In simple words: Aggressive systemic mastocytosis (ASM) is a rare disease where too many mast cells (a type of white blood cell) grow in the body. These cells build up in tissues and organs like the spleen, liver, and bone marrow. They release a substance called histamine, causing allergic reactions like itching, rashes, and stomach problems.

Aggressive systemic mastocytosis (ASM) involves the uncontrolled multiplication of mast cells, which accumulate in body tissues and may impact organs such as the spleen, small intestine, liver, and bone marrow. These mast cells release excessive histamine, leading to allergic reactions in the affected tissues.
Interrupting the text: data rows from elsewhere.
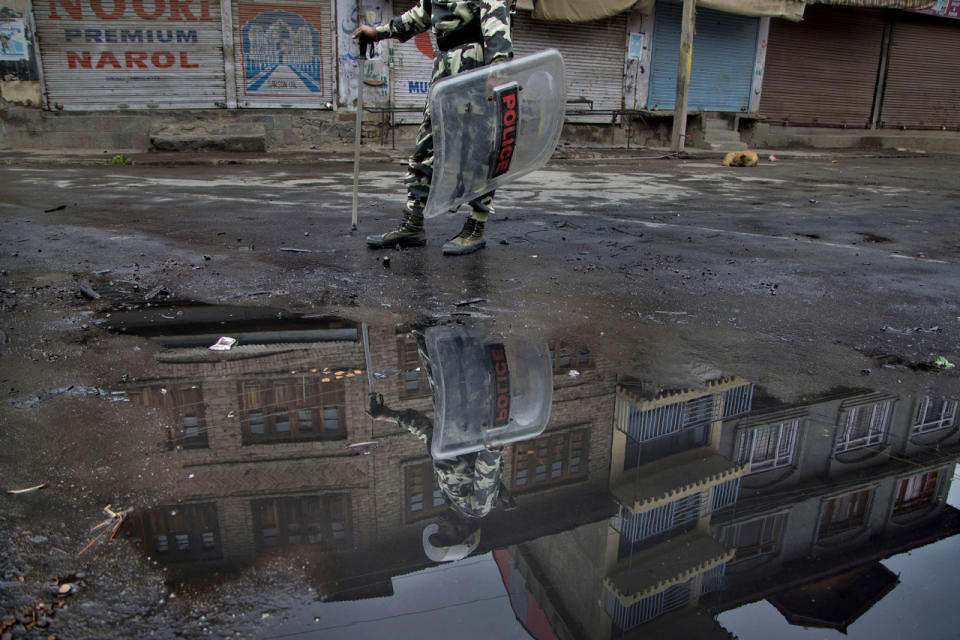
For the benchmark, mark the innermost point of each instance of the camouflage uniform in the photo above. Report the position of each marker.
(485, 24)
(470, 482)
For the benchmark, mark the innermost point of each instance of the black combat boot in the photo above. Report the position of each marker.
(410, 233)
(470, 239)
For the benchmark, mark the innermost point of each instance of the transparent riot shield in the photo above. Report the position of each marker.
(489, 389)
(493, 125)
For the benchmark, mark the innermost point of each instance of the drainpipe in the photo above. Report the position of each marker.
(881, 73)
(683, 76)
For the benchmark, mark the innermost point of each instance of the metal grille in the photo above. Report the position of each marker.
(768, 447)
(864, 426)
(714, 580)
(650, 424)
(637, 527)
(934, 414)
(627, 618)
(737, 401)
(726, 494)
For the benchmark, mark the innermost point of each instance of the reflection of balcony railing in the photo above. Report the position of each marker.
(645, 420)
(665, 578)
(661, 483)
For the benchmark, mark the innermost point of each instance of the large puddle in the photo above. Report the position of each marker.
(266, 495)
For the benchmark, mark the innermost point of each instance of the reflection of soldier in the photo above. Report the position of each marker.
(470, 34)
(470, 483)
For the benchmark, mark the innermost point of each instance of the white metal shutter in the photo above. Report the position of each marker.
(724, 53)
(131, 54)
(411, 70)
(283, 53)
(594, 55)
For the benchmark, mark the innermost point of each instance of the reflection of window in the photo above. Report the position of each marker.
(916, 492)
(184, 532)
(768, 447)
(550, 459)
(757, 537)
(844, 513)
(294, 409)
(934, 414)
(302, 520)
(186, 401)
(565, 357)
(864, 426)
(415, 383)
(422, 496)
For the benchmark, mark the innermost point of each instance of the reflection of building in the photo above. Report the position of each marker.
(842, 483)
(261, 436)
(725, 499)
(639, 514)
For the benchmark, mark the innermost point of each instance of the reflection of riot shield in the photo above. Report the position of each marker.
(494, 125)
(488, 389)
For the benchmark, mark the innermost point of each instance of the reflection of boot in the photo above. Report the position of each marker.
(409, 234)
(470, 239)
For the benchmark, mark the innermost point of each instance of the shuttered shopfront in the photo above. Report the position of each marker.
(410, 71)
(823, 71)
(922, 87)
(724, 55)
(283, 53)
(594, 54)
(131, 54)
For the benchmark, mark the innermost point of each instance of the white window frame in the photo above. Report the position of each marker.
(877, 429)
(783, 452)
(924, 423)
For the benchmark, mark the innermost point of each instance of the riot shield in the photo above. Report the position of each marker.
(489, 389)
(493, 125)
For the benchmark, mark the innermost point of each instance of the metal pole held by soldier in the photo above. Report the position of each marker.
(363, 42)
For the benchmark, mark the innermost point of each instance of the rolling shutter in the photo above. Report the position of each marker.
(411, 71)
(922, 89)
(594, 55)
(724, 53)
(131, 54)
(823, 71)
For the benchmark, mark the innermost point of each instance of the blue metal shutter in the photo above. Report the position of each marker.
(724, 54)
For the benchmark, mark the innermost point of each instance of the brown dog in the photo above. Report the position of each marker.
(741, 159)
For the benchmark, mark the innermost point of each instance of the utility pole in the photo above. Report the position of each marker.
(687, 28)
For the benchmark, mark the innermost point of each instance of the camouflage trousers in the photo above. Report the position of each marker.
(420, 165)
(470, 482)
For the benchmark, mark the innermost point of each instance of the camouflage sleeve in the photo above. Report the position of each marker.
(495, 26)
(405, 26)
(416, 423)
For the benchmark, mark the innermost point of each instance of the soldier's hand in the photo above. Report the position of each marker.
(366, 32)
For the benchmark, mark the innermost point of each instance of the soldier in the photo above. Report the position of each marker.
(470, 34)
(470, 482)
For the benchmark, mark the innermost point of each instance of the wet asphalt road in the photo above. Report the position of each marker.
(778, 259)
(802, 276)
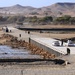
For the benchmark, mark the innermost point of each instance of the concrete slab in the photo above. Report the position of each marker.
(48, 42)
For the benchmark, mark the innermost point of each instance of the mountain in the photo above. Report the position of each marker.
(57, 9)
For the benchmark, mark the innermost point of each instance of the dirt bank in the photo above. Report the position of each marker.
(12, 41)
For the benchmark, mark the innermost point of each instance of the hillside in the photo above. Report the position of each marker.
(57, 9)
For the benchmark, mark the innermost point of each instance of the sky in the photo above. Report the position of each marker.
(33, 3)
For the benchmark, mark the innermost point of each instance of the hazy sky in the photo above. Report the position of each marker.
(33, 3)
Example 1: A patient presents with severe itching, abdominal pain, recurring rashes, and flushing. After laboratory tests and a bone marrow biopsy, they are diagnosed with aggressive systemic mastocytosis., A patient experiences persistent diarrhea, nausea, vomiting, and abdominal discomfort. Further investigation reveals organ enlargement and dysfunction, leading to a diagnosis of ASM., A patient with known mastocytosis develops worsening symptoms and organ involvement, indicating a progression to aggressive systemic mastocytosis.

Documentation should include patient history, physical exam findings, laboratory results (CBC, peripheral smear, blood chemistries, serum tryptase levels), bone marrow biopsy or fine needle aspiration findings, and imaging study results (DEXA scan, ultrasound). Details of symptom management, including medications like topical steroids and antihistamines, should also be documented.

** ASM carries a poor prognosis. There is no specific cure, and treatment focuses on managing symptoms and complications.